The well flagged changes to the FT regime of the removal of controls on borrowing and private income duly appear in the Bill and will be largely welcomed by the FT movement; what may be more of a challenge is the change to the regime of supervision. Whilst CQC remains in place as the regulator on quality, in place of Monitor, FTs will be supervised only by their governors. The Government has recognised the need for support for governors in relation to this, and has provided for a duty on the FT to ensure that the governors have the relevant skills and knowledge. Monitor is given the power to set up an advisory panel to consider on the application of a majority of the governors whether the FT is acting in breach of its constitution or an obligation under the 2006 Act as amended.
This, in part at least, answers the point about how governors are to be funded to carry out the type of review and in consideration of concerns about the Trust currently carried out by Monitor. However it remains to be seen how far the committee in fact merely carries on the role of monitor but with an advisory rather than decision making character, or whether in fact it takes a narrow view of its remit. The FTs will be required to pay Monitor fees in respect of this – again is this a level playing field as there is no equivalent for non FTs who may be competing for the same work?
Directors’ positions are changed little – merely the addition of an explicit duty to act so as to maximise the benefits to members and the public. The omission of any reference to patients is striking, as is the focus on the individual organisation. This is in contrast to the duty of cooperation on all NHS bodies in s.72 of the 2006 Act which remains. Whether this is consistent with a level playing field for all providers remains to be seen.
The seemingly unending saga of the insolvency regime for FTs is given a new proposed solution, with broadly speaking the imposition of normal insolvency law and the removal of the option of de-authorisation. This creates risks for organisations of failure which will be a challenge and also for directors who potentially face greater risks through the sanctions available in insolvency against directors including potentially money claims for wrongful trading.
Health and Wellbeing Boards
In addition to the responsibilities for public health, local authorities will now be required to establish Health and Wellbeing Boards which will have responsibility for encouraging integration of health and social care commissioning, and to encourage s.75 arrangements. Indeed the health and wellbeing strategy which the Board will be responsible for developing on behalf of the authority and the relevant commissioners has to consider explicitly whether s.75 may improve the way in which services are delivered.

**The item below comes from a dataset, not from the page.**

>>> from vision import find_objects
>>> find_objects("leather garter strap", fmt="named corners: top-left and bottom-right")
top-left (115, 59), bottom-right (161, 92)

The role of the Health and Wellbeing Board in carrying out functions of the local authority and the commissioning consortia is a bit odd in governance terms. If this means, in effect, delegation without accountability, it is difficult to see that it will have buy in, particularly from the consortia who have limited representation on the Board. Equally the funding arrangements for the Board are unclear, and although expressly constituted as a committee of the local authority (which with potentially only one elected member is a little unusual) it is difficult to see that the local authorities in their present financial shape will want to invest heavily in this.
There are many other areas in the Bill which invite comment and we will be covering these in coming weeks, as the Bill makes its way through Parliament.